The limbs are the feature that has drawn the most comment. There is one pair of (rather stocky) limbs per trunk segment, unlike true millipedes, which have two. (Hence the scientific name for the group, "Diplopoda", meaning "double feet".) They are uniramous rather than biramous, the ancestral arthropod condition. A uniramous limb has "one branch", whereas a biramous limb forks into two branches. Many aquatic arthropods have biramous appendages and use one branch for locomotion and the other for respiration (think trilobites). Terrestrial insects, arachnids, and myriapods have uniramous limbs, and this has long been thought to be a specific adaptation to living on land (having feathery gill-like things on your limbs like trilobites did isn't quite as useful in the open air). Waukartus, though, was found in marine shales with nothing thought to be definitively terrestrial, and so is thought to have been marine as well. Therefore, uniramous limbs may not have been a terrestrial adaptation, at least in myriapods, but something that came in handy when the move occurred (exaptation, or pre-adaptation if you're older than you'd like to admit) (Briggs et al. 2026). It may have been respiring through its cuticle (Briggs et al. 2026), which is a neat trick you can get away with when you're a little less than 3 cm long.

Waukartus muscularis out for a stroll (head lower center, terminal segment upper left) (Figure 5 in Briggs et al. 2026, restoration by Leia Francis). CC-BY-4.0.

References

Briggs, D. E. G., J. C. Lamsdell, J. Kluessendorf, and D. G. Mikulic. 2026. A marine stem-myriapod from the Silurian Waukesha Lagerstätte, Wisconsin, USA: terrestrial traits pre-date the transition to land. Proceedings of the Royal Society B: Biological Sciences 293(2070). doi: 10.1098/rspb.2026.0131.
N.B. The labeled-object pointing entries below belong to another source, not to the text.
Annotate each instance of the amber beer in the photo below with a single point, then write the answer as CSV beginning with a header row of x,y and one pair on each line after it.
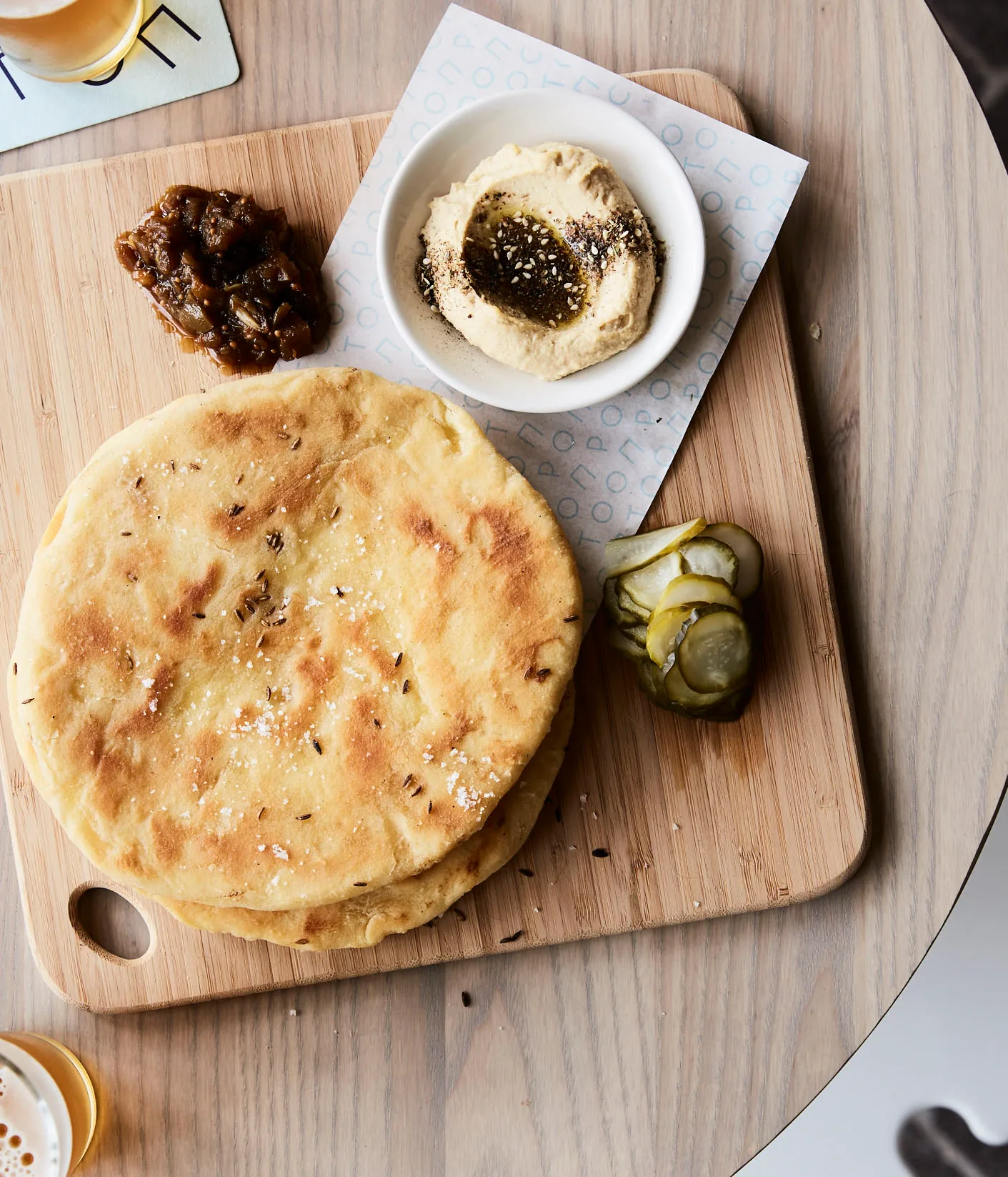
x,y
69,40
47,1107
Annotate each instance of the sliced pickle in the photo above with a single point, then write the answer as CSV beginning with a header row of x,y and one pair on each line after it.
x,y
638,633
652,683
714,651
632,552
719,705
709,557
693,587
629,605
622,642
611,600
662,631
647,584
747,547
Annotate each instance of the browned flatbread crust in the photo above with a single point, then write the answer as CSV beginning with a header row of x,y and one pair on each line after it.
x,y
409,903
298,633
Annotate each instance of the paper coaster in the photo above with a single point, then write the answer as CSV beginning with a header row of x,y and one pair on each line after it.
x,y
184,49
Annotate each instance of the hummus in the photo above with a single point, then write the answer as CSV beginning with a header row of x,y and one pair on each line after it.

Mikulic, D. G., D. E. G. Briggs, and J. Kluessendorf. 1985a. A Silurian soft-bodied biota. Science 228: 715–717.

Mikulic, D. G., D. E. G. Briggs, and J. Kluessendorf. 1985b A new exceptionally preserved biota from the Lower Silurian of Wisconsin, USA. Philosophical Transactions of the Royal Society of London. B, Biological Sciences 311: 75–85.

Wendruff, A. J., L. E. Babcock, J. Kluessendorf, and D. G. Mikulic. 2020. Paleobiology and taphonomy of exceptionally preserved organisms from the Waukesha Biota (Silurian), Wisconsin, USA. Palaeogeography, Palaeoclimatology, Palaeoecology 546(109631). doi: 10.1016/j.palaeo.2020.109631.